Stephen Strasburg, Nationals
There’s a high likelihood that he injured himself before you finish this sentence. While I love watching this dude take the rubber, WAY too much risk involved with such a preeminent pick. Only hop on this train after the first three rounds have been completed.
Travis Wood, Cubs
The lefty turned in a 3.11 ERA and 1.15 WHIP despite a 2.18 K/BB ratio and 22.3 line-drive percentage. A miniscule .248 BABIP and 77.4 left-on-base percentage were the catalysts for these numbers, as well as a 14.2 infield fly-ball percentage. Such luck is why Wood finished with a sky-high 4.50 xFIP, 3.89 FIP and 4.50 SIERA. In short, Wood was one lucky SOB in 2013. (Or as lucky as one could be who pitches for the Cubs.) Don’t envision the good fortune to roll over into 2014.
CC Sabathia, Yankees
Is there any gas left in Sabathia’s tank? The cat’s an elderly 33 years old, logging 2,775 innings in his career. He’s also coming off a nightmarish season, as his 4.78 ERA and 1.37 WHIP were career-worsts. A look at the ace’s pitch speeds second the notion that the tread is falling off the tires:
Sabathia Pitch Speed
Sabathia has added weight this offseason in hopes of regaining some oomph. Additionally, though the geriatric nature of the Yankees’ lineup is a tad disconcerting, it shouldn’t diminish their performance at the plate. This ample run support, combined with Sabathia’s inning longevity, will again make him a candidate to rack up Ws in 2014.
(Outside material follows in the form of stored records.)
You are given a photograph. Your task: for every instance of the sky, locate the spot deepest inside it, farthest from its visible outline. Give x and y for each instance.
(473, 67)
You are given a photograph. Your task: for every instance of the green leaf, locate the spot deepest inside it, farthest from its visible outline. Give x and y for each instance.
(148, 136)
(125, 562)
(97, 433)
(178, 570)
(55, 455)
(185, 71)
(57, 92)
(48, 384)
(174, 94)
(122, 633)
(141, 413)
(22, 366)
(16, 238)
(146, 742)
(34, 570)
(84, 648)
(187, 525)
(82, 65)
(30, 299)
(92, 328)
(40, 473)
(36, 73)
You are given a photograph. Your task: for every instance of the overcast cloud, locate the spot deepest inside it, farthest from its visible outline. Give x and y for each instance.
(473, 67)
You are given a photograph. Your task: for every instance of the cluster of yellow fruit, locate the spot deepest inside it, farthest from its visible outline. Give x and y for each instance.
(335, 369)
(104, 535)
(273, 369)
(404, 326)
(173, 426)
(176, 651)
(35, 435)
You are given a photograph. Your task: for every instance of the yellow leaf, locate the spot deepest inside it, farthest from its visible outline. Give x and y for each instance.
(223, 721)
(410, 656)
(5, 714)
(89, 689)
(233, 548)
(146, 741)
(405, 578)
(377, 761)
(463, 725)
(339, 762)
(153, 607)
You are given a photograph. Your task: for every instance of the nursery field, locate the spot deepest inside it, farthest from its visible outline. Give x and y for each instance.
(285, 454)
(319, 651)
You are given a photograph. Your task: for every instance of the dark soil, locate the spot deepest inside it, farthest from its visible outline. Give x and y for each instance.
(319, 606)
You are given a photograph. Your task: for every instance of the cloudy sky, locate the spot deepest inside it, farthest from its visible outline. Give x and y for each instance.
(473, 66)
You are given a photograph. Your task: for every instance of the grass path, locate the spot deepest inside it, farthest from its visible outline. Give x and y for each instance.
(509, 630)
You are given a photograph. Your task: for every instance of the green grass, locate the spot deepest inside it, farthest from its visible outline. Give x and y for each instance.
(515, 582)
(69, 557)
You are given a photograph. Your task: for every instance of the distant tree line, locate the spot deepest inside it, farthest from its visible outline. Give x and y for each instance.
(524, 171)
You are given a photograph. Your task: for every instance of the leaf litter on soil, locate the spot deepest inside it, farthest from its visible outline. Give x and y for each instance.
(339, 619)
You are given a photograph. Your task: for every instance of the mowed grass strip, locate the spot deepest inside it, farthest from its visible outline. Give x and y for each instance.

Unfortunately, the aforementioned age of the New York roster will take its toll on Sabathia’s numbers thanks to the defensive support, or lack thereof, behind the mound. Worse, unless one goes the Bartolo Colon route with stem cells and testosterone, a pitcher with as many miles as CC doesn’t recapture past magic. He has the name recognition, but Sabathia’s actual worth is closer to a backend arm this summer.